J’ai pour Polichinel un fond de vieille haine :
Ce méchant contrefait rend la gaîté malsaine,
Et Guignol est un sot, l’ayant choisi bossu,
Et le montrant brutal, de l’avoir fait cossu.
Quel profit pour le goût de nos chers petits singes !
C’est la difformité qui porte les beaux linges.
Et quel exemple aussi ! ce pourpoint brodé d’or
Orne à ses yeux jaloux les méfaits d’un butor !
Le pantin est affreux, mais qu’importe, il est riche :
Il bat les innocents, voyez la bonne niche !
Il reçoit la morale à grands coups de sabot,
Et pour prouver son droit, il bredouille, est-ce beau !

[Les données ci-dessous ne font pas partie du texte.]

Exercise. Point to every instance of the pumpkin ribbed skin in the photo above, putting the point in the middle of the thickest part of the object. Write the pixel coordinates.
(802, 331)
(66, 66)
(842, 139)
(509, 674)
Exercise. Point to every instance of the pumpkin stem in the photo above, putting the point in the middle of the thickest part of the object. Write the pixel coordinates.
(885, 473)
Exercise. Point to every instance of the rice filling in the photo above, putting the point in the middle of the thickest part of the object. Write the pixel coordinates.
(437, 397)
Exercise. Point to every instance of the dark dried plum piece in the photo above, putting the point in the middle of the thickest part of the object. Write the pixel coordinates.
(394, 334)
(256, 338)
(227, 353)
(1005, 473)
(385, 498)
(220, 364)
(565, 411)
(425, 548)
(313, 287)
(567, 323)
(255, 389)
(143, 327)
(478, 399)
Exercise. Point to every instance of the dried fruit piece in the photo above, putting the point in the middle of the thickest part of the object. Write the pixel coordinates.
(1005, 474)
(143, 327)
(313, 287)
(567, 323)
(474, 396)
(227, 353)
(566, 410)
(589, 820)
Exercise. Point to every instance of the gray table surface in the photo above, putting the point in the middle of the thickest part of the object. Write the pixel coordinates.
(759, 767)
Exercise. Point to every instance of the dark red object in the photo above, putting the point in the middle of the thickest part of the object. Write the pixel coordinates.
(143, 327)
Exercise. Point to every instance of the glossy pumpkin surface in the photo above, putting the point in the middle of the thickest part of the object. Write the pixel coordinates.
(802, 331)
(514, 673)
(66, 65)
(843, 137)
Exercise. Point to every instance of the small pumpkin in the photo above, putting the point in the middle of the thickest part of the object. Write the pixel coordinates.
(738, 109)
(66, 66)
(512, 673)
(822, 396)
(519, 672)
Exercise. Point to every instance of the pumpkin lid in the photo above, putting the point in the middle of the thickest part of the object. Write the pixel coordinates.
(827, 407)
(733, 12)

— Aux dépens d’un vieux chat, apprenez, jeunes drôles,
Qu’à jouer du bâton on tient les premiers rôles ;
. . . . . . . . . . . . . . . . . . . . .
. . . . . . . . . . . . . . . . . . . . .
. . . . . . . . . . . . . . . . . . . . .
Il me souvient qu’étant un soir chez Séraphin,
Enfant, je dus quitter la salle avant la fin.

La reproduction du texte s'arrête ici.